Tennis physics: when does a served ball stop accelerating?

Y’all are ignoring any curvature in the flightpath from the spin of the ball and the effect of the difference in air speed on opposite sides of the ball. As has been noted, acceleration is a change in speed or direction.

So to summarize for the OP who is now probably totally confused: the tennis ball will begin to slow down as soon as it loses contact with the racket, but there will be some second order effects due to air resistance and gravity accelerating the ball downward.

The same is true of bullets and cannon balls.

True, but it does cause acceleration after the ball has left the racquet, and that in turn increases or decreases the distance the ball travels. In keeping with the spirit of the OP, if not the letter :wink:

The sonic pressure of the player’s grunt. Monica Seles could get an extra 5 mph.

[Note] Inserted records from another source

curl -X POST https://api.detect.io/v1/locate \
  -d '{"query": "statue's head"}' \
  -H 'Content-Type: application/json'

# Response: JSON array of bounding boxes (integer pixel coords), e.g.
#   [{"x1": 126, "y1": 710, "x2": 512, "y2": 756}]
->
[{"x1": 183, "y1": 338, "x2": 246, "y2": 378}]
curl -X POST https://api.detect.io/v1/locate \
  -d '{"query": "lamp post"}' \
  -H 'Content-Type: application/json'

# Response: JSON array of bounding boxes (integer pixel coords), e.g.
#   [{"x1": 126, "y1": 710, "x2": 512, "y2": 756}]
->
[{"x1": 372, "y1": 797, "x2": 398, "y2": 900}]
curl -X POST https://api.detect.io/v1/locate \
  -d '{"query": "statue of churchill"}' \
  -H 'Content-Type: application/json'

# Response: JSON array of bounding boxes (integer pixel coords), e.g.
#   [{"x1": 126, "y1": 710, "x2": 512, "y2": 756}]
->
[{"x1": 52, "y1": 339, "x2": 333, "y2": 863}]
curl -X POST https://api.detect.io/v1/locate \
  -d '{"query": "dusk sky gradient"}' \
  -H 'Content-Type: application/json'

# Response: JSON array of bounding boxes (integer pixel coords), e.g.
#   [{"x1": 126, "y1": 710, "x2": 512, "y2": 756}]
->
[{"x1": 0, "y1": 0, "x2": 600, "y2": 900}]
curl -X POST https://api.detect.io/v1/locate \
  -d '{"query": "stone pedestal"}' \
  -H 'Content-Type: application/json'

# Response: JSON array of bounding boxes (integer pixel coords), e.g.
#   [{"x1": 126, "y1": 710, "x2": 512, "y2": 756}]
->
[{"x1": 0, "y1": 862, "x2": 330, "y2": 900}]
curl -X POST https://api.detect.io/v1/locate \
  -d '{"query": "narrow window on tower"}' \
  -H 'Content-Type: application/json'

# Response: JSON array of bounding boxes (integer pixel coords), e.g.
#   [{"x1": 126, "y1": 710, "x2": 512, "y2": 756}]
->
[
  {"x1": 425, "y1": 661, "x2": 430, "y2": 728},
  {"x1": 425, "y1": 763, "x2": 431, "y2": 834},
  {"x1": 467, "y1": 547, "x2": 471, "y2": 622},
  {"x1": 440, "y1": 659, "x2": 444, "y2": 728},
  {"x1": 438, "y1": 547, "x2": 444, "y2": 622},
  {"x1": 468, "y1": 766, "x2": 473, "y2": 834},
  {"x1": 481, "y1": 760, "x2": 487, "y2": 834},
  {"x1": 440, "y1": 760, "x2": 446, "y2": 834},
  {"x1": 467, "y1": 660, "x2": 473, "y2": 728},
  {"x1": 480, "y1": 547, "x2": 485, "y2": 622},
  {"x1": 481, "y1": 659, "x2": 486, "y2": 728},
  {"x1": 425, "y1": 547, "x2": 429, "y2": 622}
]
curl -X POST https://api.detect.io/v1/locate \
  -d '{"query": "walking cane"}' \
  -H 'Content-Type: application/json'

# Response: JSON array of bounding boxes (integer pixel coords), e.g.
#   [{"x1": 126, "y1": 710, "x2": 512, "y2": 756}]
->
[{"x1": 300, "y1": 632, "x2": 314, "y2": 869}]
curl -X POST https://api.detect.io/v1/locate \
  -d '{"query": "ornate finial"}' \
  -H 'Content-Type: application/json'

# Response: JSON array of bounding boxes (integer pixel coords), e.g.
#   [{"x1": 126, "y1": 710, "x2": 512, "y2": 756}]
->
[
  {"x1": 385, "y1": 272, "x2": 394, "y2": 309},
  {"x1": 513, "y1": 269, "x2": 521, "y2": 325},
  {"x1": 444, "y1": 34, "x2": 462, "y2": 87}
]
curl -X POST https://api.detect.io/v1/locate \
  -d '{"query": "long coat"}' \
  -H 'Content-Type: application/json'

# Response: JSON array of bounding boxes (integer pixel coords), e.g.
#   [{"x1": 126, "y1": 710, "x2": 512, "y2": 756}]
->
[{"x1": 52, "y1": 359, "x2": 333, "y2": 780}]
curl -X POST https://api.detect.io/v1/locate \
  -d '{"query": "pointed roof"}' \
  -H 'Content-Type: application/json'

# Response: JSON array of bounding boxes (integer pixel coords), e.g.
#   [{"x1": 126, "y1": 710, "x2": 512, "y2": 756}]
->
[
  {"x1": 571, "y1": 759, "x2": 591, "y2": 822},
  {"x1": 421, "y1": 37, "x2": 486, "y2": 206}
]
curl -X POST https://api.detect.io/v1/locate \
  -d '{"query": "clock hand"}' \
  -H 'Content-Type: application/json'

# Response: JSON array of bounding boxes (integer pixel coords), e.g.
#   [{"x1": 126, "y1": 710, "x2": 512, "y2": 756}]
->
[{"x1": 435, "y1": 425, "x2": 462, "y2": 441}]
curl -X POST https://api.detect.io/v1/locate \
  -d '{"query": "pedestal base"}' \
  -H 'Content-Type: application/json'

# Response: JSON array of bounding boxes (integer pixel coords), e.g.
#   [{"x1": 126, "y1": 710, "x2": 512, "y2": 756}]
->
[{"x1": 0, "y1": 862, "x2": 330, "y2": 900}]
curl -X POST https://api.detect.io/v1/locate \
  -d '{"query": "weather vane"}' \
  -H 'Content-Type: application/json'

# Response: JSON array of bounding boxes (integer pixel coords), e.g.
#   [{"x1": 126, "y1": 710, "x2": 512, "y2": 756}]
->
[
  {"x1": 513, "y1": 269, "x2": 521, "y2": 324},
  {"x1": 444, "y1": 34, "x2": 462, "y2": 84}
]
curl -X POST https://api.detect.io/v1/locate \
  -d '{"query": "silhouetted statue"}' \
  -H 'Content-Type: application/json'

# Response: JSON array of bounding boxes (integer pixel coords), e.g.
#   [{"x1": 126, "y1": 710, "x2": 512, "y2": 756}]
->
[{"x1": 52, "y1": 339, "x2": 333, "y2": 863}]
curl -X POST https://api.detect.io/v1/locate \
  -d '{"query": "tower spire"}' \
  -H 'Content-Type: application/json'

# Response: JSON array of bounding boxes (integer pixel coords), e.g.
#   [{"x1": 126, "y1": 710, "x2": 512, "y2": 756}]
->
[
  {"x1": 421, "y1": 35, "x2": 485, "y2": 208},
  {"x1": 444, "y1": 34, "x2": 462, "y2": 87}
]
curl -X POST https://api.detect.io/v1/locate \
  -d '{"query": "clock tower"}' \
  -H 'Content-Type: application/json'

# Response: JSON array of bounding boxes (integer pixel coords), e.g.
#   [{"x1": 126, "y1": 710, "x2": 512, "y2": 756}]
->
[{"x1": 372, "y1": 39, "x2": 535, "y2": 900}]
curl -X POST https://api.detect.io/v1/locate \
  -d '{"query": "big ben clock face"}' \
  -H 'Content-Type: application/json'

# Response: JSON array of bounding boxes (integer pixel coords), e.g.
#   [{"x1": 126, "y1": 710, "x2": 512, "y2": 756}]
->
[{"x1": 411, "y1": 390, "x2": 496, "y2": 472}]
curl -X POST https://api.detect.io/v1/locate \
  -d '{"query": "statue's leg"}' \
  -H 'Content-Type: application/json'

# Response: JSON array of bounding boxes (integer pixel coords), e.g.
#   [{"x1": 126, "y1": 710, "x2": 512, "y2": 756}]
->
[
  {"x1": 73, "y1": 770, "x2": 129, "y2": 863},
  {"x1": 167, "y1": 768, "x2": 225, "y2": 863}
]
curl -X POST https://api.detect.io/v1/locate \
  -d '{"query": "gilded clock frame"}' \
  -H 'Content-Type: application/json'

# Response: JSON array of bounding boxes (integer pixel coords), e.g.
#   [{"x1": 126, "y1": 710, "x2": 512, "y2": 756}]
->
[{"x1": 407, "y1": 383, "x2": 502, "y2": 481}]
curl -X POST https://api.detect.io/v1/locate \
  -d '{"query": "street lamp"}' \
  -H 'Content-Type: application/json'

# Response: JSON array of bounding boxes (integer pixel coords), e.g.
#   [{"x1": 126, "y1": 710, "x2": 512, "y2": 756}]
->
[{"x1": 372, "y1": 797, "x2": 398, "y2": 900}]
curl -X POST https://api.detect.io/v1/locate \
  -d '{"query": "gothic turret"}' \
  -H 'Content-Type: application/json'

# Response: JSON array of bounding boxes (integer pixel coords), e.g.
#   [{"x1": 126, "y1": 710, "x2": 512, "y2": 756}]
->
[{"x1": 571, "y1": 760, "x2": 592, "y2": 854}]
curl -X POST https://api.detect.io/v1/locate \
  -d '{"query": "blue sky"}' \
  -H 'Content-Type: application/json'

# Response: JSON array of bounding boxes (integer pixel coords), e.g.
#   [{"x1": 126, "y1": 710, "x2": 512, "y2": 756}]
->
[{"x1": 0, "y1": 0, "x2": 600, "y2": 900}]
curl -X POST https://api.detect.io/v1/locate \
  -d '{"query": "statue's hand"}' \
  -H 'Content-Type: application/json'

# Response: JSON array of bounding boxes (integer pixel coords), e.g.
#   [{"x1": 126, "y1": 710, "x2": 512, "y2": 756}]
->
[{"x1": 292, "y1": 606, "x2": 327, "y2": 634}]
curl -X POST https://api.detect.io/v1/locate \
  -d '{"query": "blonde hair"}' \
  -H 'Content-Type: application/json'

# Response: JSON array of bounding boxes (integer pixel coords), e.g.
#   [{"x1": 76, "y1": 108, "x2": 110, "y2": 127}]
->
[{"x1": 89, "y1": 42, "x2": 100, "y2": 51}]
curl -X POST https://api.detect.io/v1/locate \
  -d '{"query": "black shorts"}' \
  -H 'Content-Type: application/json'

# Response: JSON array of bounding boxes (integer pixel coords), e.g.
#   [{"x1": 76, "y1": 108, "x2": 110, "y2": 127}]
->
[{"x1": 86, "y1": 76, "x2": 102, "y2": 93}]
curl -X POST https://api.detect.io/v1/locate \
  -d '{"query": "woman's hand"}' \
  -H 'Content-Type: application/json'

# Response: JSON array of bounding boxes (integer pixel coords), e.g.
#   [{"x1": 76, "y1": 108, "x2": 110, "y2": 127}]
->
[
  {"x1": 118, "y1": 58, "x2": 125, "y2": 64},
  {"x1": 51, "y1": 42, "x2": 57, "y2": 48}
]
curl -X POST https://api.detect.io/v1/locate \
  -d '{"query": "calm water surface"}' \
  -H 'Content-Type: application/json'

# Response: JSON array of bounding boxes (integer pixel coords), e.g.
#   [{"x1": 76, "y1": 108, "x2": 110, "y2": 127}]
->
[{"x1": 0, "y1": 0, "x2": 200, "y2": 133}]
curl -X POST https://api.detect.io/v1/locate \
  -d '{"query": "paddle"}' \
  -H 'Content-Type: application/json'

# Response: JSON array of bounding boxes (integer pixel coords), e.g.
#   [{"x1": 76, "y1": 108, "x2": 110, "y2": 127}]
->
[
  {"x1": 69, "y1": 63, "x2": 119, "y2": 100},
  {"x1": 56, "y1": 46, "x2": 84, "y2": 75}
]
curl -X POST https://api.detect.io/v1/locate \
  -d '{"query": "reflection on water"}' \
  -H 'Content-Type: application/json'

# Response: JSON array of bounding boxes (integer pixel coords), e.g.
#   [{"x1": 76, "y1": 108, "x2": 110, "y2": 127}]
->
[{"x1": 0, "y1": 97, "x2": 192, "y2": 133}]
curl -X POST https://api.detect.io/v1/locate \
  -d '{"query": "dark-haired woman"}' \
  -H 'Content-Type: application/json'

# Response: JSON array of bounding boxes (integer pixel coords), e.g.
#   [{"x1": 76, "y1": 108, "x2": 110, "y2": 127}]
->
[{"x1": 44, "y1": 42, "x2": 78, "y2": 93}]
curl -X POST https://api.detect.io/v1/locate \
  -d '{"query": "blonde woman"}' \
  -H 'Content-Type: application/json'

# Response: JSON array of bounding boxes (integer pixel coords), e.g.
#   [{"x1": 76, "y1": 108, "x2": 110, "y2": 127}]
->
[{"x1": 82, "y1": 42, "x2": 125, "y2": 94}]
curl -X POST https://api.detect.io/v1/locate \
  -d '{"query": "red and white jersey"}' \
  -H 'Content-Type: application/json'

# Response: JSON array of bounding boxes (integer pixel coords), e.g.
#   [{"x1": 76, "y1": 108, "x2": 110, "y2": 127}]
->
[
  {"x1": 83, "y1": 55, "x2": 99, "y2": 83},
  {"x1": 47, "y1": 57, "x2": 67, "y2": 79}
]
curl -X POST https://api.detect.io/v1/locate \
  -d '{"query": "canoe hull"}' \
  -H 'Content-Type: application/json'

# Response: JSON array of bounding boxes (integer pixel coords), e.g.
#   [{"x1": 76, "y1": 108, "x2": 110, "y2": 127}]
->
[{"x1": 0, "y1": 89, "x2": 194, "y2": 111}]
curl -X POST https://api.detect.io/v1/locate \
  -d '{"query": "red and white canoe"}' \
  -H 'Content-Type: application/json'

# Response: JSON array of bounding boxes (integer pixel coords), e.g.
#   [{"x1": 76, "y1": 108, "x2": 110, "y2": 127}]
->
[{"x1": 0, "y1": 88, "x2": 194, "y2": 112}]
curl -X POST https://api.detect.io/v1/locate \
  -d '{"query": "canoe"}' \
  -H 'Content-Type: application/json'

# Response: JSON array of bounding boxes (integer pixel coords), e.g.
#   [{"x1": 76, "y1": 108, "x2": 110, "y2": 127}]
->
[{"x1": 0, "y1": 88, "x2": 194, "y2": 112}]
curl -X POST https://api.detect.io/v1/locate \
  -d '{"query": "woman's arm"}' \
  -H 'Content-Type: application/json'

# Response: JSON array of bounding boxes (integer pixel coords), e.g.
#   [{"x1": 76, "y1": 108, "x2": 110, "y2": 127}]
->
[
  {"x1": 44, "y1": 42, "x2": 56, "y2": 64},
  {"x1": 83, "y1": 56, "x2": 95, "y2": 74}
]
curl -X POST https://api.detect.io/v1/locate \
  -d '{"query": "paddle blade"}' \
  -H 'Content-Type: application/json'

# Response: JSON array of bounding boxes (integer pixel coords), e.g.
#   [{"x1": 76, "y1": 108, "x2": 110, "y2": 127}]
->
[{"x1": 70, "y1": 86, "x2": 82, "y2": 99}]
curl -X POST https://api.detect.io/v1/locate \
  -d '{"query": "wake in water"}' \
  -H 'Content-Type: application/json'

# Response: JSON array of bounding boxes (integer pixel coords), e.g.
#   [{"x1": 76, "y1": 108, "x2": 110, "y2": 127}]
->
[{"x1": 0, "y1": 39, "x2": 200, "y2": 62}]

Being smashed by the racquet and then rebounding to a more-or-less spherical shape would cause the tennis ball to ‘ring’ after it leaves the racquet surface. This ‘ringing’ would not affect the velocity of the center of mass of the ball, but the velocity of a point on the leading edge of the ball would oscillate around that mean value. So, if you were just measuring the velocity of the leading edge of the ball, it would probably continue to accelerate for a fraction of a second after leaving the racquet surface - then it would appear to slow down, then speed up again, etc. until hysteresis damps out the ball’s oscillation.